Mind to Market

Wednesday, April 16, 2008

Mining the Text Mountain

I've had my doubts about text mining in the past; such as why we spend so much energy wrapping facts into coherent sentences only to have machines struggle to unwrap them. Not that there is any doubt that there is a huge amount of unmined text out there; decades of work for text miners. It's just that it seems of questionable value when this knowledge could be tagged as it were entered thus obviating the need to mine it later. But there is this vision, a vision that with sophisticated text mining tools some bigger picture can evolve from a mass of unstructured data.

In a recent article (subscription required) in Genome Technology William Hayes, director of informatics at Biogen Idec, alludes to this vision stating that writers cannot pre-tag the information while writing as the information can only be viewed within some larger context. The jury is still out on this but regardless of how knowledge is gathered and transferred in the future, we’ve got years of literature to mine from.

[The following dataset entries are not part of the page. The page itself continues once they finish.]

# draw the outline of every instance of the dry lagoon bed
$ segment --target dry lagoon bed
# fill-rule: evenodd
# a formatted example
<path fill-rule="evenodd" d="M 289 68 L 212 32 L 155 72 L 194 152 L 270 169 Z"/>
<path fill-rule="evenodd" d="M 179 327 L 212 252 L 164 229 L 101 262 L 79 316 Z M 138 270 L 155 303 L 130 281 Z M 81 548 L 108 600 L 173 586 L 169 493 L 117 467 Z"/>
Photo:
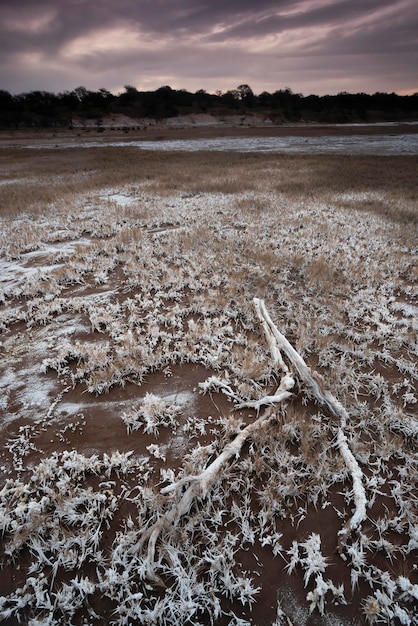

Hayes also claims that "almost all of our [biomedical] knowledge…is captured in the literature." I'm sure we can claim that researchers do publish their "good" results in the literature, but this is far less than our total knowledge. Because the process of writing and publishing knowledge is so difficult and expensive, only the very most promising results are usually published, leaving the vast remainder in lab notebooks, hard drives and researchers’ heads where it is difficult to distribute.

Larry Hunter, director of the Computational Bioscience Program at the University of Colorado, sees text mining as a way to improve current databases but remains skeptical that such systems can automatically keep a scientist up to date with the literature. Don't throw those reading glasses away just yet.